In an interview with the New York Times published today, YouTube chief product officer Neal Mohan denied that the company has a business interest in pushing users toward extremist content. “It is not the case that ‘extreme’ content drives a higher version of engagement or watch time than content of other types,” he said. He also reiterated that, gosh, YouTube is just so vast and it’s so tough to balance user safety and information integrity with concerns about freedom of speech — a standard talking point for large platforms.
Mohan’s denial of the “rabbit hole effect” feels odd though, because to accept his explanation, one also has to deny the existence of a core feature of the YouTube experience: autoplay.
Mohan’s explanation boiled down is that the sidebar containing YouTube recommendations offers a number of options, some more extreme and some less. He did not offer any statistics or numbers to support any of his claims, only noting that, sure, there are bad videos and good videos on YouTube and one could theoretically watch either.

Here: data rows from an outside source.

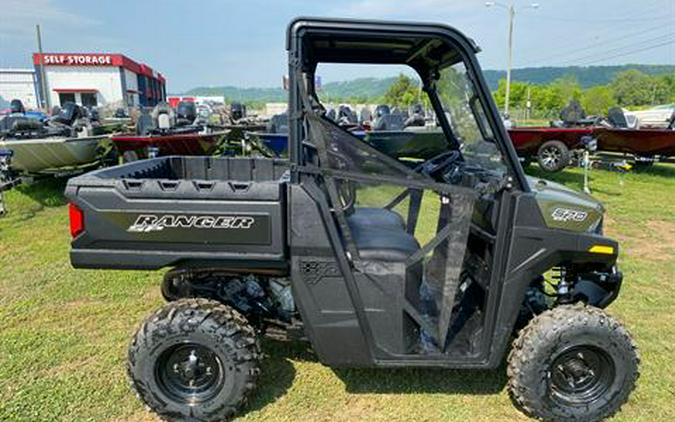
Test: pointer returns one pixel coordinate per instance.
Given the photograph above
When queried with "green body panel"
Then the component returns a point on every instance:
(564, 208)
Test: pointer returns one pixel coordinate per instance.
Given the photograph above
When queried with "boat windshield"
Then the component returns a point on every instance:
(467, 118)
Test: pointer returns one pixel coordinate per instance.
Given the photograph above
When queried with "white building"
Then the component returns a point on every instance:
(19, 84)
(97, 79)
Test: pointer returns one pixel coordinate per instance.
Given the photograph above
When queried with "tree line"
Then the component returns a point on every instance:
(630, 89)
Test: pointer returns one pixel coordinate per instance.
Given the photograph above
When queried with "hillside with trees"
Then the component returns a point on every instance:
(361, 89)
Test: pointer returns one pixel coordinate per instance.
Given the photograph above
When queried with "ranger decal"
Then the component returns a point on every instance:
(151, 223)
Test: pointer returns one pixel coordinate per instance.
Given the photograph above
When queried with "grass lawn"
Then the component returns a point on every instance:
(64, 333)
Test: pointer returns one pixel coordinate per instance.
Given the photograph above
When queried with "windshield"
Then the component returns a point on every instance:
(466, 115)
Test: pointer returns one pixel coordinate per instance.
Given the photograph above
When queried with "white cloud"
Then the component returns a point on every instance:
(19, 17)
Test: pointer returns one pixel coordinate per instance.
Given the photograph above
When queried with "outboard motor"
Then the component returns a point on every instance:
(186, 113)
(572, 114)
(145, 124)
(278, 123)
(345, 116)
(120, 113)
(417, 118)
(16, 108)
(68, 114)
(237, 111)
(162, 116)
(365, 116)
(382, 110)
(386, 120)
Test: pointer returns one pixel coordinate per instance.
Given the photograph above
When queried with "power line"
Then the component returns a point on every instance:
(576, 50)
(626, 53)
(622, 48)
(608, 20)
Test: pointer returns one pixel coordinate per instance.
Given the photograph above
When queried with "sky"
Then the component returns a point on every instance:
(241, 42)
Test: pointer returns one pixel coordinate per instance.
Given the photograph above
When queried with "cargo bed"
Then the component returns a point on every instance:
(188, 211)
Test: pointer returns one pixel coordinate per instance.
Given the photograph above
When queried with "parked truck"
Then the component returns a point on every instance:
(372, 261)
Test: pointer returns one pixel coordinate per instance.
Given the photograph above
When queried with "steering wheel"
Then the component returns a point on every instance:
(436, 167)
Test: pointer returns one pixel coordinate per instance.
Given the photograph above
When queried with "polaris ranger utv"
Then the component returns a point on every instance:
(377, 262)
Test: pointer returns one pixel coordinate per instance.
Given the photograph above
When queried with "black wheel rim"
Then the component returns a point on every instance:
(580, 375)
(189, 373)
(550, 157)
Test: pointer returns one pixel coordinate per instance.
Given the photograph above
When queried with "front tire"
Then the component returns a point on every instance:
(194, 359)
(553, 156)
(573, 362)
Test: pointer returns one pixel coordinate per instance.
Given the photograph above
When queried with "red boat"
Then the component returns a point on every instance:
(133, 146)
(645, 143)
(550, 146)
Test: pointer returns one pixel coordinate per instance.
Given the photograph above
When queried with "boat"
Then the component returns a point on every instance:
(132, 146)
(645, 143)
(65, 143)
(55, 154)
(412, 142)
(166, 131)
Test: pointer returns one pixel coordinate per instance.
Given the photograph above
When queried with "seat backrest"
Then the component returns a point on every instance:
(163, 121)
(617, 118)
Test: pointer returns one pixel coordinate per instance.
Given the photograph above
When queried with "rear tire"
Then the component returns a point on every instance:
(553, 156)
(194, 359)
(573, 362)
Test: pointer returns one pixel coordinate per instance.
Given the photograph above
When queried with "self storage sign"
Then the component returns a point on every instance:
(78, 59)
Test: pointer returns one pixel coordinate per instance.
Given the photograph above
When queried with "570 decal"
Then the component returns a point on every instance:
(565, 214)
(151, 223)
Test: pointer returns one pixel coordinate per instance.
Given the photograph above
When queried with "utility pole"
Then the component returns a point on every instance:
(512, 14)
(528, 105)
(43, 78)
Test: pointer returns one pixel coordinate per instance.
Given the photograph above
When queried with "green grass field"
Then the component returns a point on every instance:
(64, 333)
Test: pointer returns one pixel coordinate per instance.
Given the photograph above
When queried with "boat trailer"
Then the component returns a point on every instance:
(7, 178)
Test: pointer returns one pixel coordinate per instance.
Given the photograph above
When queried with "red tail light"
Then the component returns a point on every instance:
(76, 220)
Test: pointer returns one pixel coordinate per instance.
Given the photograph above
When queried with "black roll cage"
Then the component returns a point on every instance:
(331, 32)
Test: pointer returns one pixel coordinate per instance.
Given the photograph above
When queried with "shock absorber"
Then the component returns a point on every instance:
(562, 285)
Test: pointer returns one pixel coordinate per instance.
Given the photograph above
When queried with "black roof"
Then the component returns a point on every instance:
(376, 42)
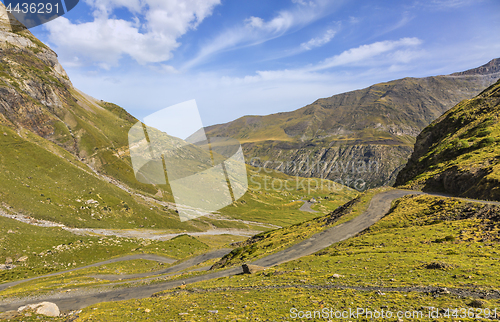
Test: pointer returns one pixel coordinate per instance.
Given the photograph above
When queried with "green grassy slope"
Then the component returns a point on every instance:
(423, 245)
(376, 124)
(459, 152)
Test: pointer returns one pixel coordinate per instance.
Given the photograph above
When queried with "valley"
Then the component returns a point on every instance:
(382, 198)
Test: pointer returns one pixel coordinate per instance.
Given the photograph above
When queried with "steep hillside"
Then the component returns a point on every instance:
(360, 138)
(459, 153)
(64, 156)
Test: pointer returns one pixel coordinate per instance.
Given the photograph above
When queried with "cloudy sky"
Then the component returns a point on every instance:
(255, 57)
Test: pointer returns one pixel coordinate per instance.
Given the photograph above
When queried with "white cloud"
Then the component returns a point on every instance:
(255, 30)
(319, 41)
(106, 39)
(364, 52)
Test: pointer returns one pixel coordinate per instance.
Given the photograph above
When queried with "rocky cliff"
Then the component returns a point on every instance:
(360, 138)
(459, 153)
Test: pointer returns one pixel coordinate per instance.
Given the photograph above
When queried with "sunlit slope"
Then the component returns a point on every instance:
(376, 125)
(459, 153)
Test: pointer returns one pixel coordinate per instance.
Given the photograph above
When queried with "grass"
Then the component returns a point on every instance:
(267, 304)
(275, 197)
(273, 241)
(40, 245)
(423, 241)
(464, 148)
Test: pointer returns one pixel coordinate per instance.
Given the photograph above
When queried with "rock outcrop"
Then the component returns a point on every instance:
(459, 153)
(372, 126)
(43, 308)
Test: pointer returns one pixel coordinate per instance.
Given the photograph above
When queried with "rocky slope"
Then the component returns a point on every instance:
(360, 138)
(64, 155)
(459, 153)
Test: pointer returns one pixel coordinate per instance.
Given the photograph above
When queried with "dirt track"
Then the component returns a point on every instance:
(378, 207)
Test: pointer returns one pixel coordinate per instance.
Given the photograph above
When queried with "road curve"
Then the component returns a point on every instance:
(378, 207)
(158, 258)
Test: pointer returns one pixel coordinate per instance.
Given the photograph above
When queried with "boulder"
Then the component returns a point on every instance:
(43, 308)
(251, 269)
(22, 259)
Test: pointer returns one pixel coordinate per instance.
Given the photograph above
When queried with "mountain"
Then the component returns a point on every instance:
(360, 138)
(459, 153)
(64, 156)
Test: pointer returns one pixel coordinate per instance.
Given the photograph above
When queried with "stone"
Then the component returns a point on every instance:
(9, 315)
(252, 269)
(42, 308)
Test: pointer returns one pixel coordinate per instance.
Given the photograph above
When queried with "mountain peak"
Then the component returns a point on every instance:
(491, 67)
(8, 22)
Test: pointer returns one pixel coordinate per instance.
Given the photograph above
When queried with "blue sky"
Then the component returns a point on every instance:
(253, 57)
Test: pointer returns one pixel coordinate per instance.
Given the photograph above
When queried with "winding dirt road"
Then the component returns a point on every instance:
(378, 207)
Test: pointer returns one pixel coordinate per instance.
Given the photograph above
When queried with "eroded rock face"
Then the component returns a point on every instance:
(360, 166)
(34, 88)
(458, 153)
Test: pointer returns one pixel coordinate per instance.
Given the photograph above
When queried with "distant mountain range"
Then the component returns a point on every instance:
(360, 138)
(64, 155)
(459, 153)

He said:
[W]hen a video is watched, you will see a number of videos that are then recommended. Some of those videos might have the perception of skewing in one direction or, you know, call it more extreme. There are other videos that skew in the opposite direction. And again, our systems are not doing this [taking the level of a video’s extremity in to account], because that’s not a signal that feeds into the recommendations. That’s just the observation that you see in the [sidebar] panel.
I’m not saying that a user couldn’t click on one of those videos that are quote-unquote more extreme, consume that and then get another set of recommendations and sort of keep moving in one path or the other. All I’m saying is that it’s not inevitable.
Except it sorta is inevitable! YouTube, configured with default settings, is designed to make these types of choices on behalf of the viewer. Talking about a user actively clicking on what videos to watch is hardly the intended user experience. The site’s “Up Next” feature suggests to the viewer what they should watch next, and autoplay takes them there automatically, making the rabbit hole an opt-out situation (and anyone in the habit of regularly turning autoplay off knows that Google will flip it back on every so often). A recent experiment conducted by BuzzFeed News found in one instance that it took just nine steps through YouTube’s autoplay “to go from an anodyne PBS clip about the 116th United States Congress to an anti-immigrant video from a designated hate organization.”
In reality, YouTube gives users a heavily weighted single recommendation after each video, and takes them to it automatically. The system, when working as YouTube intends, requires no active decision-making from the audience. For Mohan, YouTube’s chief product officer, to assert that the site is only presenting impartial suggestions in its sidebar and letting viewers choose a direction feels disingenuous.